A aeronave, que é operada remotamente, está sendo aprimorada para uma segunda versão que se adapte melhor à realidade da Amazônia, caracterizada por chuvas intensas e muitos rios. O contato dos equipamentos tradicionais com a água pode danificar seus componentes eletrônicos, mas a proposta para o Aero Miriti Forest é que ele seja resistente à água e impactos, com a capacidade de decolar de superfícies aquáticas.
O técnico em robótica e programação de drones, Marcio Santos, da empresa Darth Drone, desenvolveu o software que controla o drone. “Trabalhamos a dinâmica e o diâmetro do corpo do drone, programando sua capacidade de voo estratégico, que deve resistir a ventos de certa intensidade, além de estabelecer os parâmetros básicos para a operação da aeronave”, explica.

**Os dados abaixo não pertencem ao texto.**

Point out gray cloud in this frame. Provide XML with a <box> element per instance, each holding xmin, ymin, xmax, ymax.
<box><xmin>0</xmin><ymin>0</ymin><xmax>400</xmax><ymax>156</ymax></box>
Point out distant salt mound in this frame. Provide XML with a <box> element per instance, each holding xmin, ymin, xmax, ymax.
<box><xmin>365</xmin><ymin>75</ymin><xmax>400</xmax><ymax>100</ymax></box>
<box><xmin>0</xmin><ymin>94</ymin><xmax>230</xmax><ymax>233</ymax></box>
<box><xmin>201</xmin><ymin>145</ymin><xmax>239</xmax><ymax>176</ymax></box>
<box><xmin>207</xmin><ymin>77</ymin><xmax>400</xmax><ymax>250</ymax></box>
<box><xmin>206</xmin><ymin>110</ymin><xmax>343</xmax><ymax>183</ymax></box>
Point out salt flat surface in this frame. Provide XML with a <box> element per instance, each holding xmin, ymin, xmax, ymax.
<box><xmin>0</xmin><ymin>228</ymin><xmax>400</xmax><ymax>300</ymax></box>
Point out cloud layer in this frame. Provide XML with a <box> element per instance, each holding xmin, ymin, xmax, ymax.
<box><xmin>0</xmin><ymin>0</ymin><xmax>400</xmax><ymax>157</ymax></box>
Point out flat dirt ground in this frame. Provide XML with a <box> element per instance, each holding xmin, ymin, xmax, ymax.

A construção do drone se deu no Laboratório de Fabricação Tecnológica (Fablab) do IFPA, que utilizou recursos amazônicos na elaboração do projeto. “A ideia de desenvolver uma tecnologia sustentável e conectada à Amazônia é uma vertente essencial do curso de Engenharia de Materiais do IFPA Campus Belém”, comenta Laércio Gouvêa Gomes, doutor em Engenharia Mecânica e responsável pela orientação do projeto.
Laércio destaca as qualidades do miriti para essa aplicação. “O drone feito com esse material é ultraleve e possui uma densidade reduzida, o que favorece a sua impermeabilidade. Através de estudos sobre suas propriedades mecânicas, identificamos que o miriti tem um desempenho excelente em termos de flexão, suportando grandes esforços”, assegura.
O professor ressalta a relevância desse tipo de conhecimento ser gerado dentro de instituições federais, uma vez que promove a integração entre pesquisa e educação. “Esse ambiente é multicultural e multidisciplinar, permitindo o desenvolvimento de tecnologias em diversos campos do saber”, conclui.